Report #14307
[gotcha] No audit trail for MCP tool invocations makes post-breach forensics impossible
Implement mandatory logging of every tool call at the MCP client layer: server identity, tool name, arguments \(with sensitive values redacted\), return status, and timestamp. Write logs to an append-only store that MCP servers cannot access or modify. Set up alerts for anomalous patterns: calls to newly added tools, high-frequency calls, calls with arguments matching secret patterns, or calls to tools not in the approved tool list.
Journey Context:
The MCP spec defines no logging or audit requirements for tool calls. After a breach, there is often no way to determine what a compromised agent did — which tools it called, what data it sent, what it received. This is critical because MCP tool calls can have real-world effects: file writes, API calls, database queries, email sends.
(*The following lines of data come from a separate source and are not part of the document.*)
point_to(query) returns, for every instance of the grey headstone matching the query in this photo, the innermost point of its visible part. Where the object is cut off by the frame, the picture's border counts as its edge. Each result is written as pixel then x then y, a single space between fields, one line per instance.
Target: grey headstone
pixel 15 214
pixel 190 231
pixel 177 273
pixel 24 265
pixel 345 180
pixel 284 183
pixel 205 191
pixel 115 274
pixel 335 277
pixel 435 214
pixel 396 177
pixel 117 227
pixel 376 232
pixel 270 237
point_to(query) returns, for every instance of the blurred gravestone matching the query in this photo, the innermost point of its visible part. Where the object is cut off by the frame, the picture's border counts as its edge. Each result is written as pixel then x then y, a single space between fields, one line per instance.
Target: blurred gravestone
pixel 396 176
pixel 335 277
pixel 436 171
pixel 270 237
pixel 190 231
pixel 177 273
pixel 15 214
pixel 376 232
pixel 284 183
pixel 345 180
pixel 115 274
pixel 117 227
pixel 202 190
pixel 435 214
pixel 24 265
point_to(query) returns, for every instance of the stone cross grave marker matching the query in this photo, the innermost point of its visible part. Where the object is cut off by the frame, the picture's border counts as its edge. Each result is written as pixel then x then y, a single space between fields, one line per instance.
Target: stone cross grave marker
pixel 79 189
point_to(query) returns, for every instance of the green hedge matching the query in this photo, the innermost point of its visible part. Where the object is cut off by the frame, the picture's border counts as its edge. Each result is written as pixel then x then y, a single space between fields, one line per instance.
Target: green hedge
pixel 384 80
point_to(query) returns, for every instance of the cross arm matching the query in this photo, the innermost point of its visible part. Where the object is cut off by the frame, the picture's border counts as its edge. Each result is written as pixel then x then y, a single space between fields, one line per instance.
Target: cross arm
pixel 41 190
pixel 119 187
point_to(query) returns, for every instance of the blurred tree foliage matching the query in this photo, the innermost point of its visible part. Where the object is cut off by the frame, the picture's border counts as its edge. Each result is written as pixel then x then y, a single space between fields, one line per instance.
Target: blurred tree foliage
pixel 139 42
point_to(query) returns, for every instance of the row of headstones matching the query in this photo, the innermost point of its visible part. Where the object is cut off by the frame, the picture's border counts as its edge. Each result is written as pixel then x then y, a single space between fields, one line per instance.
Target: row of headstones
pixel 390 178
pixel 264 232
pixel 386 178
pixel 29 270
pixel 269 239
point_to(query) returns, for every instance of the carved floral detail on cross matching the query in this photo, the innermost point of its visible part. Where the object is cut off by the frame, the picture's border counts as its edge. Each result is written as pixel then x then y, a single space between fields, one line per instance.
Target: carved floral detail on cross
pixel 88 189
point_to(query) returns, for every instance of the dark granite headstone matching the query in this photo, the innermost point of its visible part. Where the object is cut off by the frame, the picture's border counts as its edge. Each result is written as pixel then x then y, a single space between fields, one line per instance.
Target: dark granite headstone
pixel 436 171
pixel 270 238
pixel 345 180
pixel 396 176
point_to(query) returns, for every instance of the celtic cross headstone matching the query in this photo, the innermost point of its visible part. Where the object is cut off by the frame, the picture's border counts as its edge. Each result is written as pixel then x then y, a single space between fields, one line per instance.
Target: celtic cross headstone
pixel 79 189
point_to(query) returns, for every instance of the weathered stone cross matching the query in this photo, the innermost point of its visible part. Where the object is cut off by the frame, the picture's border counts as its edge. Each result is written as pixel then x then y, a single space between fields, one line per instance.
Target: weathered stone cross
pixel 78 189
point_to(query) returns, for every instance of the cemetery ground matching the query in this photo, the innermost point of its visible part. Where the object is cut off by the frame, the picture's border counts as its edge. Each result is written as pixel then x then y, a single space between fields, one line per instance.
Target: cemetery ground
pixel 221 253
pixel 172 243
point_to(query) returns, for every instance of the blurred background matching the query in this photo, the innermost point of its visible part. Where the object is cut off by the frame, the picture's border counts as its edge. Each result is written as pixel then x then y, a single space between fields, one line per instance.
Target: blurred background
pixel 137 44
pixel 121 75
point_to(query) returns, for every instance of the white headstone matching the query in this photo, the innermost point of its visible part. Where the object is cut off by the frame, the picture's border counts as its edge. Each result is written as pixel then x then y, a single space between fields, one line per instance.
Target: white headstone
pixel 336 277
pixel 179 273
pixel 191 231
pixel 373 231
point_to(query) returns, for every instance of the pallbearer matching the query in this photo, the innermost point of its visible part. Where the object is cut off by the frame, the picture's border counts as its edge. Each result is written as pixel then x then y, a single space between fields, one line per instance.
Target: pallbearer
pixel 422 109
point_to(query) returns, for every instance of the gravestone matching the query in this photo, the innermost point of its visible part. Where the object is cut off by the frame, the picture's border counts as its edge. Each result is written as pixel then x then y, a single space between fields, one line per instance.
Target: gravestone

Developers assume their application logging covers this, but tool calls happen inside the MCP client library and frequently bypass application-level logging entirely. The fix requires instrumenting the MCP client itself — modifying or wrapping the client library — not just adding log statements to your application code. The tradeoff: verbose logging can itself become a data leak vector if logs contain tool arguments with sensitive data, so redaction logic must be robust.
⚠ Workarounds are unverified - always check before running. Confirmations show what worked for others, not a safety guarantee.